Eli is not. He has a huge nose. The dang thing sticks outta the helmet. Eli injured 2 pat players right off the bat.. Eli poked em in the eyes. Hes also the most funky lookin guy ive ever seen in my life.. O well. pats got next year too


----------



## MuzzyMarksman (Jun 16, 2007)

Pats lost Pats lost hahahahaha:wink:


----------



## Bowhunter500 (Mar 23, 2007)

MuzzyMarksman said:


> Pats lost Pats lost hahahahaha:wink:


Hmm.. shall we be a bit more mature around here?


----------



## Jamis (Apr 8, 2007)

Bowhunter500 said:


> Eli is not. He has a huge nose. The dang thing sticks outta the helmet. Eli injured 2 pat players right off the bat.. Eli poked em in the eyes. Hes also the most funky lookin guy ive ever seen in my life.. O well. pats got next year too


Cheaters never win! I think the Pats got what they deserved, everyone said that Eli manning would choke in the Bowl, but it turned out that New Englands D were the ones who choked!


----------



## Bowhunter500 (Mar 23, 2007)

Jamis said:


> Cheaters never win! I think the Pats got what they deserved, everyone said that Eli manning would choke in the Bowl, but it turned out that New Englands D were the ones who choked!


I think it was Eli that choked.. He was freakin out considering you could see the whites of his eyes every play.. If it werent for his receivers running too the ball.. they wouldnt have gotten anywhere.... imo


----------



## Jamis (Apr 8, 2007)

Bowhunter500 said:


> I think it was Eli that choked.. He was freakin out considering you could see the whites of his eyes every play.. If it werent for his receivers running too the ball.. they wouldnt have gotten anywhere.... imo


And Tom wasnt?
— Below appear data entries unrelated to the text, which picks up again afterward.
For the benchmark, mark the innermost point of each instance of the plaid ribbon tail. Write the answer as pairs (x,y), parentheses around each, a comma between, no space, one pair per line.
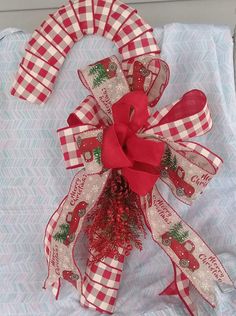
(180,286)
(101,284)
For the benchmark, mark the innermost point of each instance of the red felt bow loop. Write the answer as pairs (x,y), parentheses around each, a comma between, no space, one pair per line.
(122,148)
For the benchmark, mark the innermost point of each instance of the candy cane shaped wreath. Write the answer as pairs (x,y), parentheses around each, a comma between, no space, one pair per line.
(105,134)
(51,42)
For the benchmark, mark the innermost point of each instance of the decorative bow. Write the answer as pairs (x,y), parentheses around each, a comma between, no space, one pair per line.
(137,157)
(125,150)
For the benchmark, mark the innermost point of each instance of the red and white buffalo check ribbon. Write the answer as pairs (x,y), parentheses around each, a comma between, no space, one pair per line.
(186,167)
(192,259)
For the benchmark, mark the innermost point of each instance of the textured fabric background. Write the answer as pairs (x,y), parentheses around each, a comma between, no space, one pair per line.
(33,179)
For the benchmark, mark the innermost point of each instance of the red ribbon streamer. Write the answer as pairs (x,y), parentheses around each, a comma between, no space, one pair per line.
(138,158)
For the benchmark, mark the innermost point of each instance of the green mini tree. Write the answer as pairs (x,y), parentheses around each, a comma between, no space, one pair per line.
(168,160)
(176,231)
(63,233)
(99,73)
(97,154)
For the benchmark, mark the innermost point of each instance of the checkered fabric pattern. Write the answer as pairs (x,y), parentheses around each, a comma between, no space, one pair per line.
(182,283)
(129,31)
(67,18)
(102,10)
(101,284)
(119,15)
(40,46)
(55,34)
(181,129)
(40,70)
(84,9)
(52,41)
(88,113)
(142,45)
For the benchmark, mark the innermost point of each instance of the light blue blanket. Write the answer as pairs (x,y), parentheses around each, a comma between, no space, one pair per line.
(33,179)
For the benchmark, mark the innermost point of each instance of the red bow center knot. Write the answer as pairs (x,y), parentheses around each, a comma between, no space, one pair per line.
(124,147)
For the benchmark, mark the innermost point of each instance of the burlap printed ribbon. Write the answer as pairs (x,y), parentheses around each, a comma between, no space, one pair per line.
(113,130)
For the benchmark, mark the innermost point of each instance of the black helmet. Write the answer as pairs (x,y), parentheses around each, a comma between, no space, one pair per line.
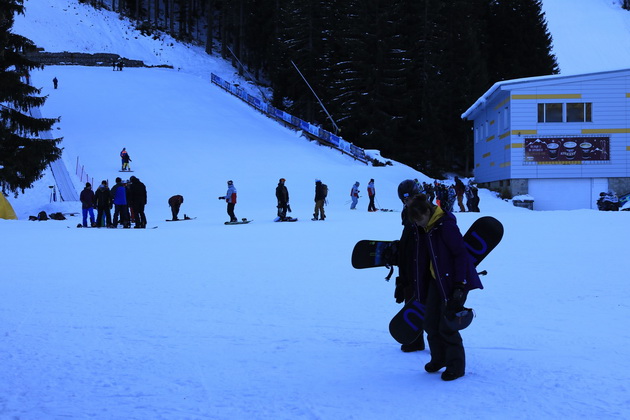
(459,320)
(407,189)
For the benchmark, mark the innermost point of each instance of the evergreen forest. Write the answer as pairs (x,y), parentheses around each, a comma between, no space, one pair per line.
(393,75)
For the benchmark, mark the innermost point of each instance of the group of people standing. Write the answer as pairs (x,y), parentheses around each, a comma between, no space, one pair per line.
(127,198)
(445,196)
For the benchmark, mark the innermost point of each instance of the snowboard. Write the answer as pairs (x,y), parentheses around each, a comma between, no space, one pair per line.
(481,238)
(181,220)
(242,222)
(368,254)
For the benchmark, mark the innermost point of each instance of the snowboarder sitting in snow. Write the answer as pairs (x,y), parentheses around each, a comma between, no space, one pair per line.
(230,198)
(446,273)
(174,203)
(124,157)
(282,194)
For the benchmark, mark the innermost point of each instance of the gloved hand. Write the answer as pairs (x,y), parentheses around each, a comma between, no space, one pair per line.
(399,292)
(456,301)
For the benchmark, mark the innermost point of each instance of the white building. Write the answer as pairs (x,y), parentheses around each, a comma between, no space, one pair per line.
(560,139)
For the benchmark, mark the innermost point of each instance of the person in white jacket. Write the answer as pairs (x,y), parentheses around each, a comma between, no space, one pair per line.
(354,194)
(230,198)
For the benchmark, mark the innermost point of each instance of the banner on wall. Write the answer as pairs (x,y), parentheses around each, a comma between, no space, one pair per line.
(568,149)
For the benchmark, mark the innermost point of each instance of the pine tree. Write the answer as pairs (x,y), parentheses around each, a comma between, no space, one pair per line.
(24,155)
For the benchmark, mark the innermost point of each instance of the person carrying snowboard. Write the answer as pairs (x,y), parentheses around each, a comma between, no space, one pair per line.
(446,273)
(174,203)
(321,191)
(371,195)
(282,194)
(406,257)
(230,199)
(124,157)
(354,194)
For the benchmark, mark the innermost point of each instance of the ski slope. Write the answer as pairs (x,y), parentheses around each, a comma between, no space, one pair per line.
(198,320)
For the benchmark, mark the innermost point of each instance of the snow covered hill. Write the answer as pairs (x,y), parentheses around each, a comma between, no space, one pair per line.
(198,320)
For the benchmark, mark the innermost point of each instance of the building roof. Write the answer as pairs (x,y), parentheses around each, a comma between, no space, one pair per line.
(511,84)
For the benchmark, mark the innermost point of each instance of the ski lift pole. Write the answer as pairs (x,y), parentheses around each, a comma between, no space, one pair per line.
(319,100)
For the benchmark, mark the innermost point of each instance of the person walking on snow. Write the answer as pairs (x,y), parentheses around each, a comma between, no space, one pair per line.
(371,195)
(87,204)
(460,189)
(174,203)
(354,194)
(124,157)
(321,191)
(121,211)
(137,201)
(103,202)
(446,273)
(230,199)
(406,255)
(282,194)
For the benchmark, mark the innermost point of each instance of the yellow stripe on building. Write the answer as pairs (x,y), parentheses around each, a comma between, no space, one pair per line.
(523,132)
(550,96)
(605,130)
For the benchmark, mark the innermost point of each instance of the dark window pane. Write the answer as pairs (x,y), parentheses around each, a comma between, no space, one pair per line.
(553,112)
(575,112)
(541,112)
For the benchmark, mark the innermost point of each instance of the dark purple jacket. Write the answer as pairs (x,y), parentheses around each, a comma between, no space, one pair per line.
(87,198)
(444,245)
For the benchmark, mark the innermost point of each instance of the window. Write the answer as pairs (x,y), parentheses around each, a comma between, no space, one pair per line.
(550,113)
(575,112)
(579,112)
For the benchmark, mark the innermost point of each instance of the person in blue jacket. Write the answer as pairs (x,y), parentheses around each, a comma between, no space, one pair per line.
(446,273)
(87,204)
(119,198)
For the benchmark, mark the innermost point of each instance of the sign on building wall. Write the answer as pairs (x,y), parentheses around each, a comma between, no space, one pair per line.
(571,149)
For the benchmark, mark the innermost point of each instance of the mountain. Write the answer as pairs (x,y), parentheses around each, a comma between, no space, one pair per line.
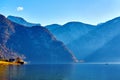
(21,21)
(94,45)
(98,43)
(69,33)
(36,43)
(109,51)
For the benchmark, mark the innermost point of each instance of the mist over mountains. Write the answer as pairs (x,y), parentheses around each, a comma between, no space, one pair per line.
(91,43)
(36,43)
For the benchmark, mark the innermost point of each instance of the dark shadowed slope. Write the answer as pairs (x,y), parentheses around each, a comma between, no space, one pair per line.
(110,51)
(70,33)
(36,43)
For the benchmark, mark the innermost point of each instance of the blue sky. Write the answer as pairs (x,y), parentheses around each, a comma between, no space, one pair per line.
(48,12)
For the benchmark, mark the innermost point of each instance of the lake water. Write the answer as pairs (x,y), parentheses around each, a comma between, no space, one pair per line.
(61,72)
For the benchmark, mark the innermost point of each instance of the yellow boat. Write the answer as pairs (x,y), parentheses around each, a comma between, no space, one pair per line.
(9,63)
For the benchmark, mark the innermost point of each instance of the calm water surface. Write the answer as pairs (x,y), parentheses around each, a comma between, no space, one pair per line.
(61,72)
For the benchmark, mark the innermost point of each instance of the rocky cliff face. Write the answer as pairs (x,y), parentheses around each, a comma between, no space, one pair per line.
(36,43)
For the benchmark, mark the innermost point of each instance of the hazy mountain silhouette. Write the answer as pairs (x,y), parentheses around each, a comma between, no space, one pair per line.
(36,43)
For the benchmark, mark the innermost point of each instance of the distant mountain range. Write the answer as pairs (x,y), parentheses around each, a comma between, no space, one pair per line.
(21,21)
(36,43)
(98,43)
(90,43)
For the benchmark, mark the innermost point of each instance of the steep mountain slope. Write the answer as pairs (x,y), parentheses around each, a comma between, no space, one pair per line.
(21,21)
(110,51)
(71,32)
(36,43)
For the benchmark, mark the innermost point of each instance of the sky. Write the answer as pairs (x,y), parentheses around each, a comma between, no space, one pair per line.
(48,12)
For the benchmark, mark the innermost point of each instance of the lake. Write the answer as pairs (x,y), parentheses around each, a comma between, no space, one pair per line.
(61,72)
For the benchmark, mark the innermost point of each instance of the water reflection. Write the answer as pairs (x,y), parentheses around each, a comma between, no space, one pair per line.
(36,72)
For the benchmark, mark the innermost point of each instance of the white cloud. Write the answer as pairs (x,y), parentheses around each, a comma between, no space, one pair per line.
(20,8)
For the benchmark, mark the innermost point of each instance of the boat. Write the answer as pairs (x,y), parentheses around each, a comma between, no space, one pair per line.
(17,61)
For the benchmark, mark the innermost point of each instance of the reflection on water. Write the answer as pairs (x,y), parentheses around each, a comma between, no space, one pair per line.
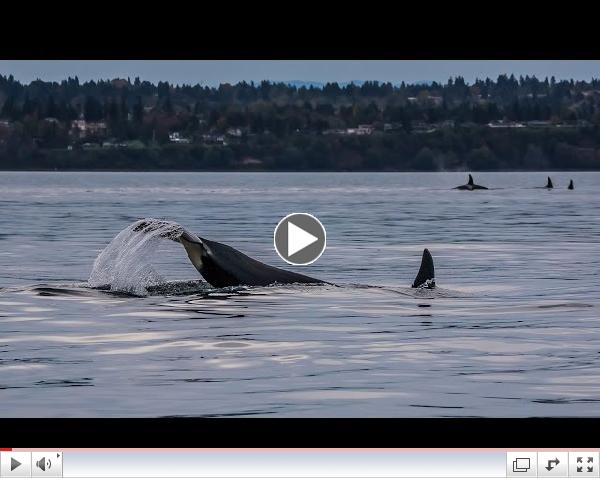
(513,329)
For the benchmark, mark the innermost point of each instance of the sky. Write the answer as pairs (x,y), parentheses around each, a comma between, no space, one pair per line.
(214,72)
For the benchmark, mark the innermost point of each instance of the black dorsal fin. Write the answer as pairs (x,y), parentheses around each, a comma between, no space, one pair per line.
(426,271)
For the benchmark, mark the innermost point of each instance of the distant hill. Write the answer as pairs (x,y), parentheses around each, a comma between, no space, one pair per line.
(321,84)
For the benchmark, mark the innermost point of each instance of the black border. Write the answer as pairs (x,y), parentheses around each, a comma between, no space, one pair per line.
(301,433)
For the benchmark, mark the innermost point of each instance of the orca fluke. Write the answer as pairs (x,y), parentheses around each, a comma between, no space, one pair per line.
(426,274)
(223,266)
(470,186)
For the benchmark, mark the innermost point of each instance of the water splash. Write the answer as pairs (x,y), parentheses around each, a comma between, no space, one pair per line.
(125,265)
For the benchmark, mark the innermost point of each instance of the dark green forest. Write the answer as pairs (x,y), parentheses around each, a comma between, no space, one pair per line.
(508,123)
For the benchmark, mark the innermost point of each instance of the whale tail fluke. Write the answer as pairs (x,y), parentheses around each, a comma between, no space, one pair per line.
(426,275)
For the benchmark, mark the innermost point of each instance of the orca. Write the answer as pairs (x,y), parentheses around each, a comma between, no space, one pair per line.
(426,275)
(470,186)
(223,266)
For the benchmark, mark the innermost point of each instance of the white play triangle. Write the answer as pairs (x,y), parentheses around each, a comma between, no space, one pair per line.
(298,239)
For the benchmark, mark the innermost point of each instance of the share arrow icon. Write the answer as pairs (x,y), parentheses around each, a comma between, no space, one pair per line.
(550,467)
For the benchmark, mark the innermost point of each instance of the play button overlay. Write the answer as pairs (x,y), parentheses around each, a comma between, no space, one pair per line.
(15,464)
(300,239)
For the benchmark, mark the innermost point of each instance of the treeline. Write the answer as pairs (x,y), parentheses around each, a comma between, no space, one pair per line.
(473,149)
(277,126)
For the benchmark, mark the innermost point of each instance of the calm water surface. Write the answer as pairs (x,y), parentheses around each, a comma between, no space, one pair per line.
(512,330)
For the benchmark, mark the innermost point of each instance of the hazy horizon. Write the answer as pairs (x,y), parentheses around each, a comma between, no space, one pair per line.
(214,72)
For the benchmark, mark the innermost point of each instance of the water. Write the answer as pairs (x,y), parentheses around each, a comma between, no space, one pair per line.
(513,328)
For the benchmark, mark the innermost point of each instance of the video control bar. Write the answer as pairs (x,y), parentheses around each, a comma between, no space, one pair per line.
(297,463)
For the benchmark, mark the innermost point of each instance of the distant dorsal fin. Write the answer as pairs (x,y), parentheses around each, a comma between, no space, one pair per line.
(426,271)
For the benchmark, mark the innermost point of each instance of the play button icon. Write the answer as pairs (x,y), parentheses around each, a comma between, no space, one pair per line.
(300,239)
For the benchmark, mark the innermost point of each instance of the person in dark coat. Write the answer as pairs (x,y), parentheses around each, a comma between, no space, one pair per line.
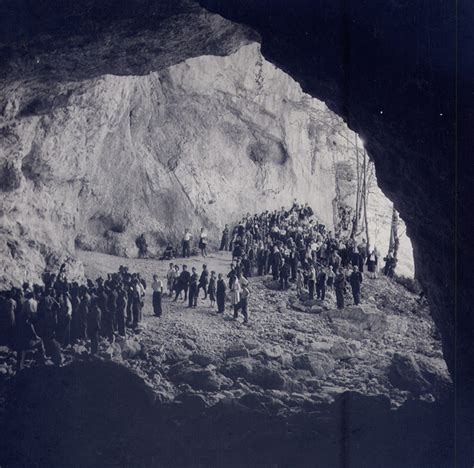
(355,281)
(26,338)
(232,275)
(221,289)
(372,261)
(284,275)
(122,303)
(94,321)
(48,311)
(82,312)
(136,305)
(311,282)
(203,281)
(212,288)
(262,261)
(157,287)
(193,289)
(243,304)
(183,283)
(276,262)
(321,284)
(225,239)
(7,320)
(293,262)
(340,287)
(63,331)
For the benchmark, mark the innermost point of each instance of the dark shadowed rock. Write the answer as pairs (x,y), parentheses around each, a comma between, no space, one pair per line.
(201,359)
(236,351)
(405,373)
(318,364)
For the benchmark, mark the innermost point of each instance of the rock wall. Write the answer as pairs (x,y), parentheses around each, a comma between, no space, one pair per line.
(197,144)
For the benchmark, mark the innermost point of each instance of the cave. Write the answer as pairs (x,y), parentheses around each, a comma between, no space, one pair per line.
(396,74)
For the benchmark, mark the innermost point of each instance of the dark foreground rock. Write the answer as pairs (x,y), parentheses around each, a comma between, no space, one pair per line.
(101,414)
He had a baby face everytime he got up from the turf! (After NY's D had sacked him) 

New England couldve put the game away several times, but they didnt excicute (sp?) They thought they had that game in the bag, thats why they went for that 4th and 13 play early in the game that resulted in an incomplete. Of course Eli was a little ansy with his throws, because thats the biggest game he's ever had. Tom has been in that position many times. I will admit Tom is the best QB in the NFL now, but he wasnt that great in the Super Bowl....IMO


----------